Lorde always seemed destined for more than “Royals”. While her biggest hit to date introduced the world to her trademark minimal production and sharp, casually caustic songwriting, the 2013 single never quite did justice to the young New Zealand singer’s full appeal. Her unpretentious explorations of adolescence and life transition were better expressed elsewhere on her debut, Pure Heroine, with songs like the earnest “Buzzcut Season” and the dark, doomed teen romance of “Tennis Court”. These tracks pointed to an emerging, idiosyncratic artist who inflected radio pop with a rare strain of candidness, boldly scaling her music to the proportions and limitations of everyday life where most went for stadium-sized universality.

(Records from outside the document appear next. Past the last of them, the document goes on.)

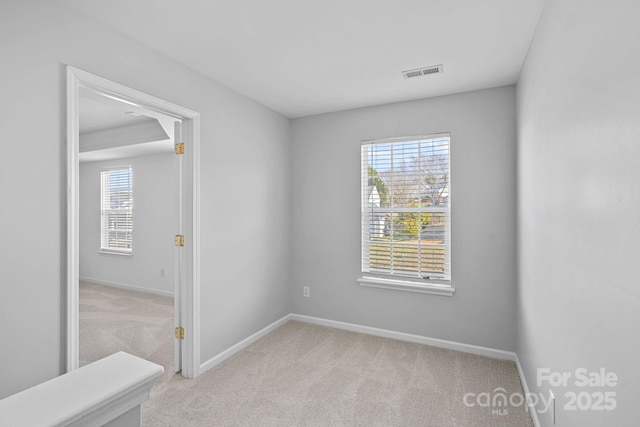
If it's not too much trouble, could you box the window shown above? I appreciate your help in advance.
[100,166,133,254]
[358,134,453,295]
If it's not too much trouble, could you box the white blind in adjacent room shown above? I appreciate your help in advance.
[361,134,451,280]
[100,166,133,253]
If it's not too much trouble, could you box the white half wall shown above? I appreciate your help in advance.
[80,152,178,295]
[291,86,516,351]
[0,0,291,398]
[517,0,640,427]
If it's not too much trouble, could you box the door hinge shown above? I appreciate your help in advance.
[176,327,184,340]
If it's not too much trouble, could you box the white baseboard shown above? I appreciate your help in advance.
[516,354,540,427]
[80,277,173,298]
[290,314,516,361]
[200,314,291,374]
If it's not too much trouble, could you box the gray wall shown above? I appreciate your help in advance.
[518,0,640,427]
[0,0,291,397]
[80,152,178,295]
[292,86,516,350]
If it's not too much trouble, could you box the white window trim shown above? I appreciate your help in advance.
[98,165,133,256]
[357,275,456,297]
[98,248,133,256]
[356,133,456,297]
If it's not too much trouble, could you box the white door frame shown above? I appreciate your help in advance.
[67,65,200,378]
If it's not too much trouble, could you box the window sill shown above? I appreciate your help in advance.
[357,276,456,297]
[98,249,133,256]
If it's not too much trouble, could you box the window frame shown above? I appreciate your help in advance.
[357,133,455,296]
[98,165,134,256]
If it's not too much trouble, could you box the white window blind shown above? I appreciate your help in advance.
[100,166,133,253]
[362,134,451,281]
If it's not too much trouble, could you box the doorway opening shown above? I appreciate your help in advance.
[67,66,200,378]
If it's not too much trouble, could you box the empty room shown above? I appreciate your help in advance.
[0,0,640,427]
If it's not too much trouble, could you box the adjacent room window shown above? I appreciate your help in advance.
[360,134,452,289]
[100,166,133,254]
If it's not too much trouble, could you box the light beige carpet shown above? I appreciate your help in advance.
[81,284,533,427]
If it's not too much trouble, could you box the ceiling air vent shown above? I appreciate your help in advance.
[402,64,442,79]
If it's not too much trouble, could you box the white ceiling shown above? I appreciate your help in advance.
[79,96,153,135]
[59,0,544,117]
[79,87,175,162]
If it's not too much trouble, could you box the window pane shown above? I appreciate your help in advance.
[362,135,451,280]
[100,166,133,252]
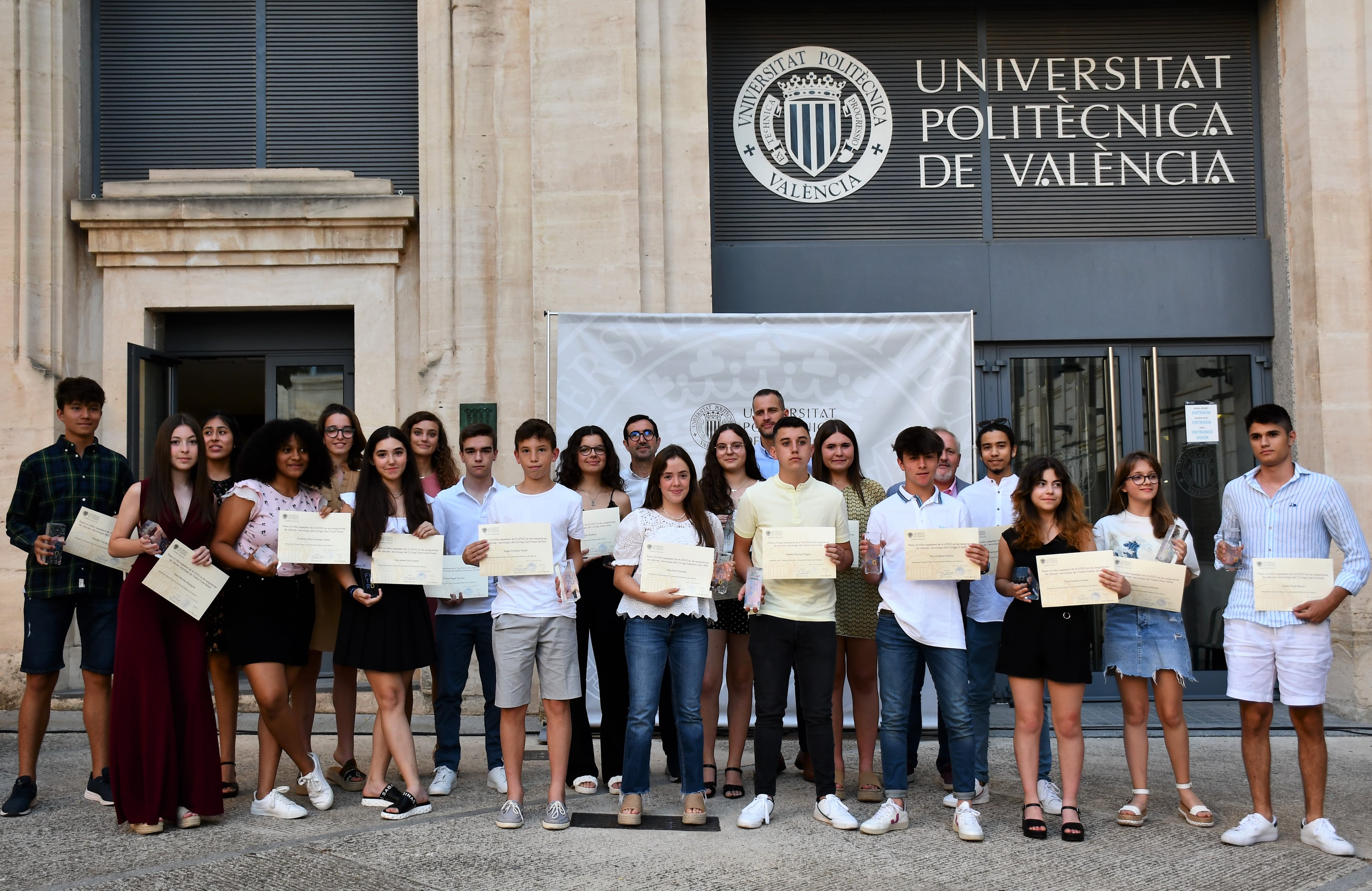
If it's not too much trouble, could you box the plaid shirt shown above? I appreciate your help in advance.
[4,436,133,598]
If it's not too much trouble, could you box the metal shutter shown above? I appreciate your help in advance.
[266,0,420,195]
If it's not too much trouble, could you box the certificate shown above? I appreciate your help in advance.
[977,525,1010,579]
[1036,551,1120,606]
[638,542,715,598]
[579,507,619,554]
[143,539,229,621]
[477,522,553,576]
[1114,557,1187,613]
[757,526,838,579]
[62,507,139,573]
[372,532,443,585]
[1253,557,1334,613]
[424,554,491,600]
[276,510,353,566]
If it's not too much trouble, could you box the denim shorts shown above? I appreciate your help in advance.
[1104,606,1195,681]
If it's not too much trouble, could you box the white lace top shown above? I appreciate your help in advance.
[615,507,724,620]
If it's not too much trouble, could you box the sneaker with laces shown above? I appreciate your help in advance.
[495,798,524,829]
[857,798,910,835]
[952,802,986,842]
[296,751,333,810]
[738,792,777,829]
[543,802,572,829]
[814,792,857,829]
[1220,814,1277,847]
[248,785,310,820]
[429,765,457,795]
[944,780,991,807]
[1301,817,1353,857]
[1039,780,1062,814]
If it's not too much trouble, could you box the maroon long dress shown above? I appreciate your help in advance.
[110,480,224,825]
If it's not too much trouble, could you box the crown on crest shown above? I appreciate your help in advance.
[781,71,847,99]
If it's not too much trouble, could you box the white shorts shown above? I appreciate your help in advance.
[1224,618,1334,706]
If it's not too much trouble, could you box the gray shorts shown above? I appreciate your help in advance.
[491,613,582,709]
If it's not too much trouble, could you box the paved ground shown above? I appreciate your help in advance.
[0,732,1372,891]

The release of her long-anticipated sophomore effort Melodrama recalls the artistic trajectory of another singer who rose to pop prominence as a teenager, Fiona Apple. If “Royals” was Lorde’s “Criminal”, a smash hit that nonetheless elided her best talents, Melodrama is her When the Pawn Hits…. While more pop-oriented and, ironically, less angst-ridden than Apple’s masterpiece, Melodrama is a similarly incisive follow-up that hones the deeper cuts from her debut and functions best as a full album.
Lorde continues to mine the uncertainties of youth, the tribulations of romance, and an ambivalence toward partying as her primary source material. While the triumphant piano pop of “Green Light” may have served as the world’s rapturous introduction to the album, it is perhaps the moody, sultry “Sober” that best encapsulates Melodrama as a whole. The song introduces themes of interdependence and possessiveness, captured by a particularly colorful retelling of “Jack and Jill”, that surface regularly throughout the album, as on “The Louvre” and the unhinged ballad “Writer in the Dark”.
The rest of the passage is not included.